Anew term has entered the lexicon: dual tasking, or, as some call it, multitasking. For example, my 14-year-old daughter sits at her personal computer, while watching television out of the corner of her eye. She even talks on the phone at the same time—triple tasking!
I ask her why she does this.
"It's fun, Daddy," she says. "I can chat with two different people at the same time."
Half of U.S. households use a PC at home, and the bulk of those users are logged on to the Internet. About half of that group has a computer in the same room as a television. Multitasking, the absorption of multiple messages simultaneously, has become habitual for many people. This has major implications for the communication of advertising, as well as other forms of content.
Research to date shows that TV viewership remains healthy as computer usage grows. Which might lead advertisers to falsely conclude that the World Wide Web is not a threat but merely an add-on media form, much as television emerged 50 years ago as an extension of radio. Television did not kill radio, but TV profoundly changed the way people use it.
Similarly, the Net is having a profound effect on television in multitasking situations. Gone is the couch potato who sits there absorbing everything that is shown on the small screen, including those critical commercials. So we ask ourselves: How can the Internet complement and enhance the impact of TV programs and vice versa?
Research is the bedrock of better communications decisions. Zenith Media just produced Wave 4 of our Internet study, which was in the field in July. One striking piece of information: The rating of Survivor on CBS was 15 percent higher in Internet homes than in homes without Internet access. In fact, the program did better by far than any other show in those households. It seems a surprise, until you drill down a bit.
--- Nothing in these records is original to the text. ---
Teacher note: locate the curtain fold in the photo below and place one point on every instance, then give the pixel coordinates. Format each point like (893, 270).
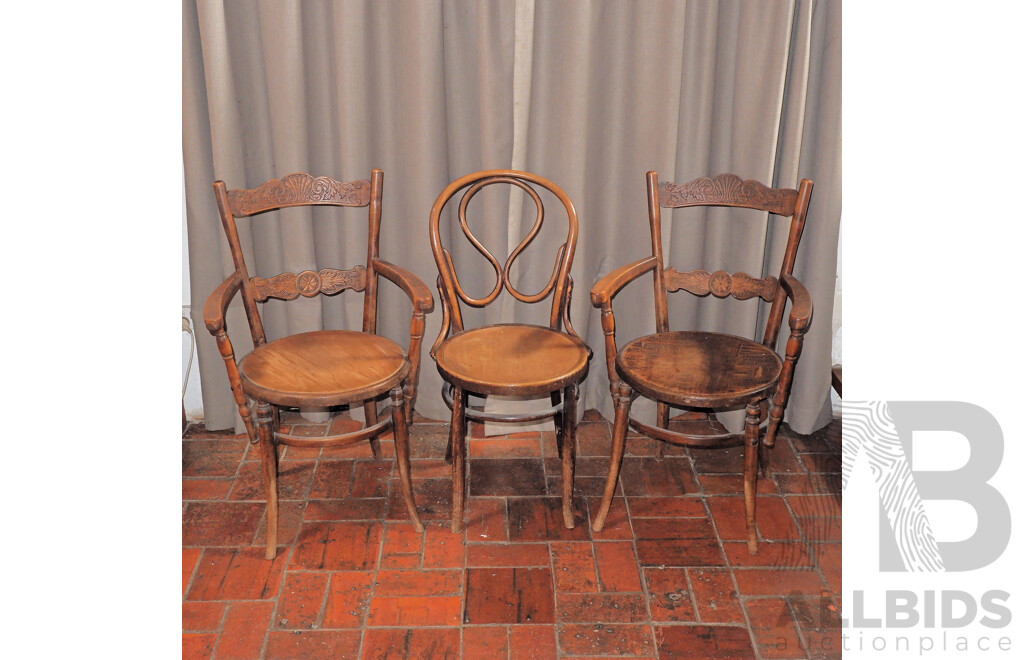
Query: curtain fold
(588, 94)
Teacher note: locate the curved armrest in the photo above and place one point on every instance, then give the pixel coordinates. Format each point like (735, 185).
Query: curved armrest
(216, 304)
(800, 314)
(609, 284)
(413, 286)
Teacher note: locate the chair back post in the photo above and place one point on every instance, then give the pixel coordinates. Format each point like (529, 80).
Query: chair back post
(231, 231)
(373, 250)
(451, 291)
(654, 212)
(777, 308)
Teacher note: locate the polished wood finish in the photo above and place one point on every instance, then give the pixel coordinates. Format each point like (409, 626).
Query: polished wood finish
(698, 371)
(323, 367)
(511, 358)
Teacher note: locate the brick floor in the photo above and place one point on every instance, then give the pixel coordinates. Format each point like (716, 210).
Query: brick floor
(669, 577)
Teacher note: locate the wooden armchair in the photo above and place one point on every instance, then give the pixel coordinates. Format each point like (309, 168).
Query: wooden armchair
(701, 372)
(508, 358)
(323, 367)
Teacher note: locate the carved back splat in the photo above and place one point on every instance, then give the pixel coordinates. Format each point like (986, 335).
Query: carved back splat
(725, 190)
(294, 190)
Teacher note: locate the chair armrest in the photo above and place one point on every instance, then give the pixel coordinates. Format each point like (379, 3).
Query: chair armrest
(800, 314)
(413, 286)
(608, 286)
(216, 304)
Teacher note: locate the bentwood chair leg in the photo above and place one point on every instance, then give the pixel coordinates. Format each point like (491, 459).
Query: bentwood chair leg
(264, 423)
(623, 399)
(401, 453)
(556, 398)
(458, 439)
(767, 443)
(370, 413)
(567, 433)
(751, 449)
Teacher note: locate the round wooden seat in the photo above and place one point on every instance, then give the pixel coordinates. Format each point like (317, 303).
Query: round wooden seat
(512, 359)
(698, 368)
(324, 367)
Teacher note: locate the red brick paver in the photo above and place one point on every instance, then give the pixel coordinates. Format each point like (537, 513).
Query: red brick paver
(669, 576)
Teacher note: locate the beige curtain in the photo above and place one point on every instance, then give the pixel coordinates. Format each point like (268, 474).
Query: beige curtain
(589, 94)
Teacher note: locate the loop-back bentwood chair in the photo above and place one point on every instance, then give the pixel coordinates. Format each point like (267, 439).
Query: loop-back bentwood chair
(700, 371)
(508, 358)
(322, 367)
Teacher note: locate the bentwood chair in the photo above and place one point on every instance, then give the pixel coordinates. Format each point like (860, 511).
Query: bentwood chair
(704, 372)
(323, 367)
(508, 358)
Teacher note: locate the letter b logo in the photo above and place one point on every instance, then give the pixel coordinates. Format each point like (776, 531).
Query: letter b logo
(883, 431)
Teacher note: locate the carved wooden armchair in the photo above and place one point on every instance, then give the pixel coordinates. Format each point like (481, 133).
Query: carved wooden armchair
(508, 358)
(701, 372)
(323, 367)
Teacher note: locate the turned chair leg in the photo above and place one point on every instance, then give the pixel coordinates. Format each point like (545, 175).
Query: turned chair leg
(370, 414)
(663, 423)
(623, 400)
(401, 453)
(567, 434)
(751, 450)
(458, 441)
(264, 423)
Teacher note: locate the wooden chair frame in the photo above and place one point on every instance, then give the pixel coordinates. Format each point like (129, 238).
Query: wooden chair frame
(704, 429)
(300, 189)
(563, 391)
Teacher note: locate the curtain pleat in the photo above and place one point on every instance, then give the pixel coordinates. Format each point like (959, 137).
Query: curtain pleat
(428, 92)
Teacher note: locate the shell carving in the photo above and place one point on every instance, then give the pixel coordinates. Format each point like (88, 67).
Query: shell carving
(308, 283)
(721, 283)
(297, 189)
(728, 189)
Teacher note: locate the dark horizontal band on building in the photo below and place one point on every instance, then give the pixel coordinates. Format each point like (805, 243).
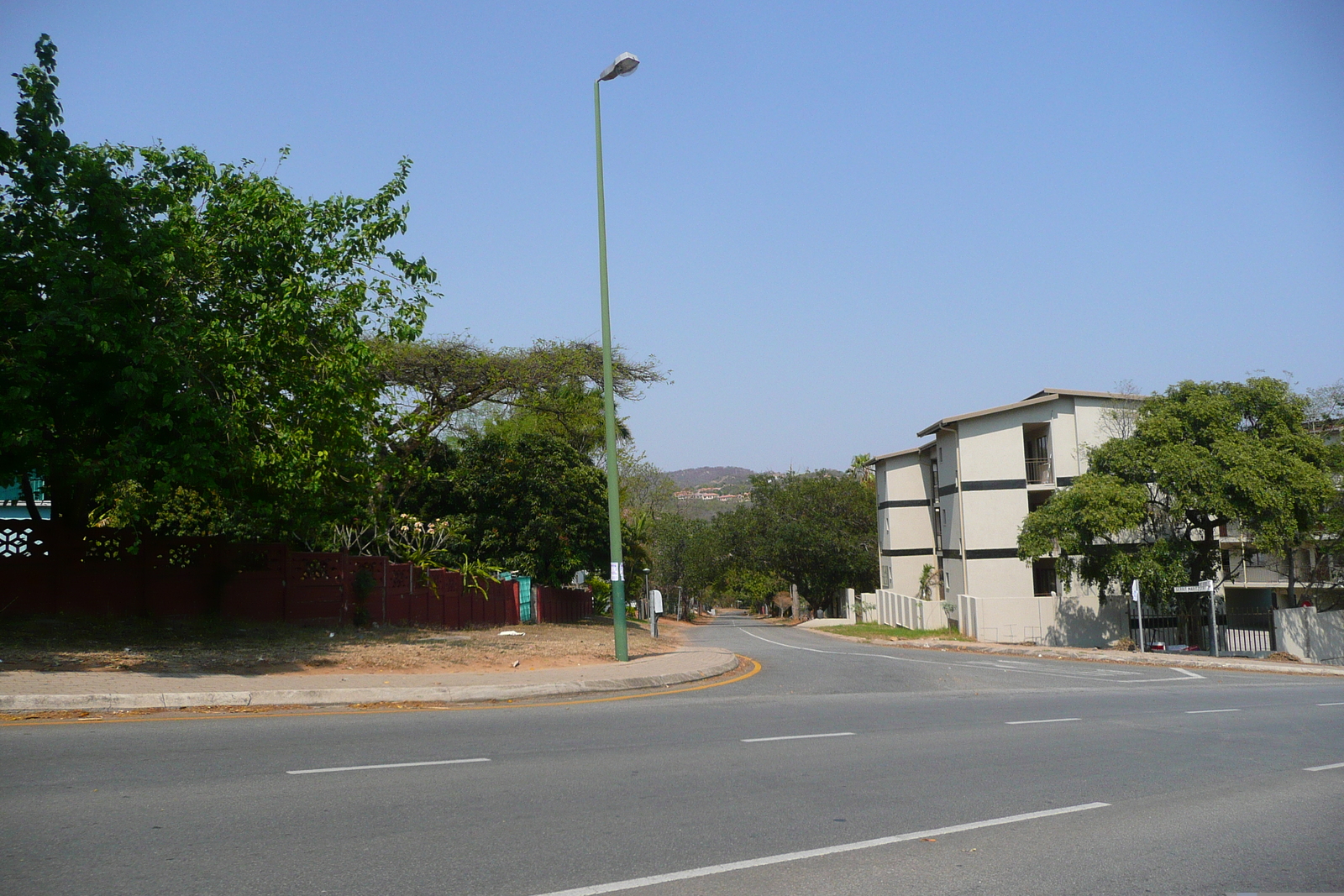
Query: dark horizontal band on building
(999, 485)
(992, 485)
(980, 553)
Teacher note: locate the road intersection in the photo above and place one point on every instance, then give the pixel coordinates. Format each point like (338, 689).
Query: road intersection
(837, 768)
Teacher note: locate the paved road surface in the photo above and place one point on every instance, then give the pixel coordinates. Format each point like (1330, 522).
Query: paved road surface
(1173, 782)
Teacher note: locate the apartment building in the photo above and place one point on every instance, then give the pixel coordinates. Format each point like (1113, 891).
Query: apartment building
(956, 504)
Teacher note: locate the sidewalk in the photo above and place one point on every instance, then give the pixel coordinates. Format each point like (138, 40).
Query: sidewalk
(24, 689)
(1129, 658)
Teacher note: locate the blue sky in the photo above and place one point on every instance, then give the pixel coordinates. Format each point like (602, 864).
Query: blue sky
(833, 223)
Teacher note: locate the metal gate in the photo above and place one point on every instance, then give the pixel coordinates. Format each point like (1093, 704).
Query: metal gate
(1249, 631)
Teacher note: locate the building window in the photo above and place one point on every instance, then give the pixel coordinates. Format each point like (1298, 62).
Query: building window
(1037, 449)
(1043, 577)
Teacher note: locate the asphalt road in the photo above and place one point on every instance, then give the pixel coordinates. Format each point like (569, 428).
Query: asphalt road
(1132, 779)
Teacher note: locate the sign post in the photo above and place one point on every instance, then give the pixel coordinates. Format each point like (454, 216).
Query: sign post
(1139, 600)
(1207, 584)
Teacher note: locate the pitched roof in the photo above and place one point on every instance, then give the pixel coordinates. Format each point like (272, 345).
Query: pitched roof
(1043, 396)
(914, 450)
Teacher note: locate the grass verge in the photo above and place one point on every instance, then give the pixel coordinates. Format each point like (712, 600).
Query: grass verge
(875, 631)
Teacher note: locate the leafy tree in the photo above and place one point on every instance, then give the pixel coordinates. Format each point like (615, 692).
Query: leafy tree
(181, 333)
(454, 385)
(1200, 456)
(812, 530)
(816, 531)
(531, 504)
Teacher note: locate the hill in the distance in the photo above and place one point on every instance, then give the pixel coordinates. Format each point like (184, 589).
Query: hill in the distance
(698, 476)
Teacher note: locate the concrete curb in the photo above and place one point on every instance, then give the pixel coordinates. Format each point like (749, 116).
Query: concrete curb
(717, 663)
(1121, 658)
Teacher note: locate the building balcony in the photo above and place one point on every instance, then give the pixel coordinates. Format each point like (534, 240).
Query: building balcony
(1039, 472)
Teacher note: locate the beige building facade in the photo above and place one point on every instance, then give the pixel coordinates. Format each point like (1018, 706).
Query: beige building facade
(956, 503)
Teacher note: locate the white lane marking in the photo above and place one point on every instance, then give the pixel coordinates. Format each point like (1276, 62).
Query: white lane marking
(635, 883)
(757, 741)
(391, 765)
(971, 664)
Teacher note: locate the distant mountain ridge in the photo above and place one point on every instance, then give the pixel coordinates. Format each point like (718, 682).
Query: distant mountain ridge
(698, 476)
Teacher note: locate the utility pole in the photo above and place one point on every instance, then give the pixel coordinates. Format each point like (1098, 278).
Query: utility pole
(624, 65)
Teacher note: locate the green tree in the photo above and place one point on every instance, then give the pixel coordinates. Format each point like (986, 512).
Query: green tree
(531, 504)
(181, 333)
(813, 530)
(1200, 456)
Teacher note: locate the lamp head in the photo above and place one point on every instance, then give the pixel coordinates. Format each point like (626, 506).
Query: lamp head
(624, 65)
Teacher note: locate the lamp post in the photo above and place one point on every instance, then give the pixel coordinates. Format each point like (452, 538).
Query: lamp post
(624, 65)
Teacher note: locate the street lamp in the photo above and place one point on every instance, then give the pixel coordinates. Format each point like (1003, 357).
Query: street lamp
(624, 65)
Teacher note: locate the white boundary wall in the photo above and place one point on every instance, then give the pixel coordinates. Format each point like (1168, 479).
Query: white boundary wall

Looking deeper at the data, CBS executed a successful strategy that proactively used these viewers' multitasking behavior. It integrated this hot summer show with its Survivor Web site, on which viewers could find continuous updates on contestants and also cast votes on who should go and who should stay. The network created a form of transaction involvement in the drama every week on the Web.
CBS made a success of the integration with the TV program. We think this had a positive effect on the ratings.
Although never reaching Survivor's status as a pop-culture icon, Big Brother experienced similar success in wired homes, as did ABC's Who Wants to Be a Million aire. There are many other examples.
The critical challenge is simple: We must convert the threat of the Internet into an opportunity by using the Web to draw viewers into a program and the advertising within it.
Advertisers have smartly jumped on the bandwagon by adding online enhancements to TV purchases. Our client Verizon Wireless sponsored a "Cast Your Vote" poll on this year's Miss America Web site. More than 80,000 votes were tallied on the night of the broadcast. Our sponsored area on the Web site generated more than 700,000 impressions in three days.
On ABC's Millionaire, we linked a bonus Web site question to the Verizon Wireless spot that appeared in the program. Web site visitors received points for responding to a question, the answer to which could only be found in the Verizon Wireless ad.
Does the Internet pose a threat to television? You bet. Can it also offer an opportunity to amplify both TV and Web site advertising? You bet.
We need to learn more about the communication effect of multitasking so the threat becomes an opportunity. We need innovative, integrated communications planning that draws viewers to the program and its Web site simultaneously. Of course, that only scratches the surface of the potential of truly interactive video communication. But it is a beginning.
People spent the first 50 years of television watching passively. Now that's changing rapidly. Our challenge is to keep up and overtake these viewers, wherever they go, and whatever they do.
Rich Hamilton is U.S. CEO of Zenith Media in New York.